The Future of Getting Old: Rethinking Old Age

Future of Getting Old:

What defines an “old” person? As it turns out, the answer varies depending on your age. If you’re under 30, studies show you’re likely to say old age begins at 60. If you’re in your 40s and 50s, you might say 70. If you are 60 or 70, your definition of “old” might be 74 or above. Turns out we tend to feel younger the older we get-many people in their 80s report feeling 70.

Lifestyle markers of old age change as we age too. While most 18-29 year olds say forgetting names is a sign of old age, less than 50 percent of those older than 29 consider it a sign of aging. Having grandchildren is also something that younger people see as an “old” characteristic, but older individuals may not. The number of years we’ve lived, it seems, isn’t necessarily a reliable indicator for how we’ve aged.

Today, our perception of age is changing more than ever.
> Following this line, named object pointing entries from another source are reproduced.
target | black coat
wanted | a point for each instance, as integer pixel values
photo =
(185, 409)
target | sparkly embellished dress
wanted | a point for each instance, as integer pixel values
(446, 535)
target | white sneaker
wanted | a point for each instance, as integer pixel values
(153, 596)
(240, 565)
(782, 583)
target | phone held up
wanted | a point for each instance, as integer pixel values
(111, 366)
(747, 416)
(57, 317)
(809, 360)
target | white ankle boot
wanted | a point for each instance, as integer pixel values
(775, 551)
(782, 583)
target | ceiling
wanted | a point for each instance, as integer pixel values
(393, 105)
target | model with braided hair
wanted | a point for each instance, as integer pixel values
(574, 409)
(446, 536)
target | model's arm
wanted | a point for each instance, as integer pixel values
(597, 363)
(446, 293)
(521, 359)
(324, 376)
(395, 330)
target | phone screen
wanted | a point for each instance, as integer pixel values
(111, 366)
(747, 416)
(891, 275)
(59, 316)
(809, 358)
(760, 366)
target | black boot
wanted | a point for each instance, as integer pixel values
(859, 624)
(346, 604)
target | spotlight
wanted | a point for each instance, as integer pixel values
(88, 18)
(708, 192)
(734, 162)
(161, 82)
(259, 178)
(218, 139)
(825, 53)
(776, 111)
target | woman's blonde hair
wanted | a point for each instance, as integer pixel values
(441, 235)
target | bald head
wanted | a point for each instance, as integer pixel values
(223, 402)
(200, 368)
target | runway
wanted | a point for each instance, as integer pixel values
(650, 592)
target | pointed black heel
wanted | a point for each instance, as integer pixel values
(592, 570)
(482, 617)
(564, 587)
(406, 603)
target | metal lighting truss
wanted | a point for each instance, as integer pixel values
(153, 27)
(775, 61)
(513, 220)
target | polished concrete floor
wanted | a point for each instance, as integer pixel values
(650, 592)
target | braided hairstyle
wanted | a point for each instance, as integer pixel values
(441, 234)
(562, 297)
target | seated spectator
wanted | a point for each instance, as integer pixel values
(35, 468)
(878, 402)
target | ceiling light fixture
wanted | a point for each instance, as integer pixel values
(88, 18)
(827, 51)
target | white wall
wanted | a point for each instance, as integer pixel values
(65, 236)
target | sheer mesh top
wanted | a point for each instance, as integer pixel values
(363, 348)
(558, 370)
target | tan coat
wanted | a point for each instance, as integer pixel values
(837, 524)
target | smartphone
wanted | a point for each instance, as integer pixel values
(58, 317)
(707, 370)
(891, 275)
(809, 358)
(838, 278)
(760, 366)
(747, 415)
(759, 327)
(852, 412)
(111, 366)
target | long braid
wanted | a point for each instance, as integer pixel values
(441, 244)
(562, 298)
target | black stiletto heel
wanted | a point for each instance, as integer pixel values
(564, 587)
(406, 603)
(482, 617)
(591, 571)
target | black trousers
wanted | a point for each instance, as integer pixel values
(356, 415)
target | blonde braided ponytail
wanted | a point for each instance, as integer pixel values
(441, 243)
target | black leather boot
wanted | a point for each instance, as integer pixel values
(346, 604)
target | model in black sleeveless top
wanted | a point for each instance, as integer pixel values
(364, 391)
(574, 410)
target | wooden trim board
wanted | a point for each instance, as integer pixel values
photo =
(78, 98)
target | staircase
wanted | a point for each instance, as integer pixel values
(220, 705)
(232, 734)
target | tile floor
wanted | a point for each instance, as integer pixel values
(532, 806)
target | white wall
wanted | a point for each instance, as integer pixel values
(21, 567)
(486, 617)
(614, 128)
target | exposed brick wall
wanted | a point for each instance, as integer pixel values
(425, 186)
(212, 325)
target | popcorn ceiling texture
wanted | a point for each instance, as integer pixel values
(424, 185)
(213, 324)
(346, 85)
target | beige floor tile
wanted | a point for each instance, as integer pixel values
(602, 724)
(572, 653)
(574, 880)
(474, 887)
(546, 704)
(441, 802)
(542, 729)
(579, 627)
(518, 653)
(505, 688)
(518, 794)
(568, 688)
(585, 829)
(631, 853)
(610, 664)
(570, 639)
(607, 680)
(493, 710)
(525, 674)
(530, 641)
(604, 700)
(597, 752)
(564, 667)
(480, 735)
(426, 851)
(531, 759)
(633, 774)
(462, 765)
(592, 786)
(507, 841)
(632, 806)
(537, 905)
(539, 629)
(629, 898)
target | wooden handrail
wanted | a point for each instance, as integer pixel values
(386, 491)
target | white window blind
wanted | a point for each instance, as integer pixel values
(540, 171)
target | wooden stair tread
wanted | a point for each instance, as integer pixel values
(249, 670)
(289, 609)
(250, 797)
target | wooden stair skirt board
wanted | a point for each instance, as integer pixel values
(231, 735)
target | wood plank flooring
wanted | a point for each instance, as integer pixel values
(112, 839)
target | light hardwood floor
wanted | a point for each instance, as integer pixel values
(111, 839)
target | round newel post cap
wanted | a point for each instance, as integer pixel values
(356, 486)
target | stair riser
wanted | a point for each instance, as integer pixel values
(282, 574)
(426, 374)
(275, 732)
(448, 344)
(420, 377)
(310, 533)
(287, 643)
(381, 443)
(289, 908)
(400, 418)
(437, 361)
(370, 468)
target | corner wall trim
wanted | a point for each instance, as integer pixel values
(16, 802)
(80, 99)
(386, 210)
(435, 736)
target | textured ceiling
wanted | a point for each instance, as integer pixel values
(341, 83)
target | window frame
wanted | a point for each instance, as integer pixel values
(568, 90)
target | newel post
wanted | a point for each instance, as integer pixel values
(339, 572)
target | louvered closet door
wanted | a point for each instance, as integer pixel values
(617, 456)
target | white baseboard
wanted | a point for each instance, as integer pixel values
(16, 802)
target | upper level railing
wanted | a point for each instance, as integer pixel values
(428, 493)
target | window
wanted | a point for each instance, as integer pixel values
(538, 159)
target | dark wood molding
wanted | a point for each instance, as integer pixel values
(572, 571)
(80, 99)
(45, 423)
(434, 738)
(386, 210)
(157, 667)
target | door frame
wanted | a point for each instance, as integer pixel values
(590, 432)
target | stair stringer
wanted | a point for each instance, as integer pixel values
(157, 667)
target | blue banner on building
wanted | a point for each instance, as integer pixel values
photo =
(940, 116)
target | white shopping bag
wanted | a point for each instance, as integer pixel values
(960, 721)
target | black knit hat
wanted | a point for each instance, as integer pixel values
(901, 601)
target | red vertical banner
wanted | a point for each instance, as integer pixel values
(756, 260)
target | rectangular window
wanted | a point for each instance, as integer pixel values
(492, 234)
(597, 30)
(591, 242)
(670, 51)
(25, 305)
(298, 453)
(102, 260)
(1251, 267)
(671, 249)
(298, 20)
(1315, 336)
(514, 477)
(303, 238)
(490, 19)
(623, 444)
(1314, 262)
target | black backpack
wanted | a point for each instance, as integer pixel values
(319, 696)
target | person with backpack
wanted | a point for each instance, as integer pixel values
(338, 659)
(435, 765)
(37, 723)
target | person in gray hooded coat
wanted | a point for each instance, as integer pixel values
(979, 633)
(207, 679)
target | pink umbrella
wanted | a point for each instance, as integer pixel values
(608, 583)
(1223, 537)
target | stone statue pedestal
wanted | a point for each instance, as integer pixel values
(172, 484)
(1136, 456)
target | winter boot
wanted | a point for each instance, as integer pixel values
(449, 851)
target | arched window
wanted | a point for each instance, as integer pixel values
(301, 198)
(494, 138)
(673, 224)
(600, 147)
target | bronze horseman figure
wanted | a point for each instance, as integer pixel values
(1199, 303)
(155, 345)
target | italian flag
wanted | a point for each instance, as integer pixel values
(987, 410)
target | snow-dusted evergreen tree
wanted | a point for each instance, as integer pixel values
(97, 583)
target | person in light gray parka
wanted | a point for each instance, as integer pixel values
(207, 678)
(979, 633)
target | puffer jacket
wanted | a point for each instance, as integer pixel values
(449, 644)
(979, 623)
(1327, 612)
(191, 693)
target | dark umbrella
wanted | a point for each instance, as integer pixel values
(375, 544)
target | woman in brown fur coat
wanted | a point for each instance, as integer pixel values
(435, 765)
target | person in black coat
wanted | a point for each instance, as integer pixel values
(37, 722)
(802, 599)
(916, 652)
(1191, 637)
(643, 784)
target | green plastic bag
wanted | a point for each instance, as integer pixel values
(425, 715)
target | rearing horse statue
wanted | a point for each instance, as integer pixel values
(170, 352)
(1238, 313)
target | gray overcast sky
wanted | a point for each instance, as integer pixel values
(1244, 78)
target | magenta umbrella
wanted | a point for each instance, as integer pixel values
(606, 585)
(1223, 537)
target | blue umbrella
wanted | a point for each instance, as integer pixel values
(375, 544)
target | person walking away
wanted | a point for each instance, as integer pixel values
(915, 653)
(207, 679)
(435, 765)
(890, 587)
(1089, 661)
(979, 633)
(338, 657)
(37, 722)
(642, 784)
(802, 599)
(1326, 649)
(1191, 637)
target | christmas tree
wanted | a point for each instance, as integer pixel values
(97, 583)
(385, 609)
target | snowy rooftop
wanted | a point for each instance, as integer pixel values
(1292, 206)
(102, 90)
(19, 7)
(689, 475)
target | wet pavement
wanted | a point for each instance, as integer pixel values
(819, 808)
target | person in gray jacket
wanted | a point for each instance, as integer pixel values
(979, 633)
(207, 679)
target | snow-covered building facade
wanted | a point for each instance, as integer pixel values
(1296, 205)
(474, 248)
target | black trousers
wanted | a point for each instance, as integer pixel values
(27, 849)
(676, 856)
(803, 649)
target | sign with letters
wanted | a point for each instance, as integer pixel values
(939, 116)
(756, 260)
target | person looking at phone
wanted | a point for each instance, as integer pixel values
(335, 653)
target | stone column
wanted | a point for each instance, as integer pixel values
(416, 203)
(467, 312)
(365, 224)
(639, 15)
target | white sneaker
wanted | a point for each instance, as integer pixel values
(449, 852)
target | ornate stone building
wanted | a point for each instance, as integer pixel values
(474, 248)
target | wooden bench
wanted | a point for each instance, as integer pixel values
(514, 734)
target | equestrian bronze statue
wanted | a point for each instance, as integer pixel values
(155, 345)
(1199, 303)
Thanks to advancements in science, medicine and technology, we may be living longer – well into our 70s, 80s and even 90s – and accordingly we will need to continue to redefine what it means to be “old.” These advances also present an opportunity to start thinking about a not-too-distant future where aging may not mean losing vitality and functionality physically, mentally and emotionally but maintaining or even gaining it as members of a new generation making meaningful contributions to society.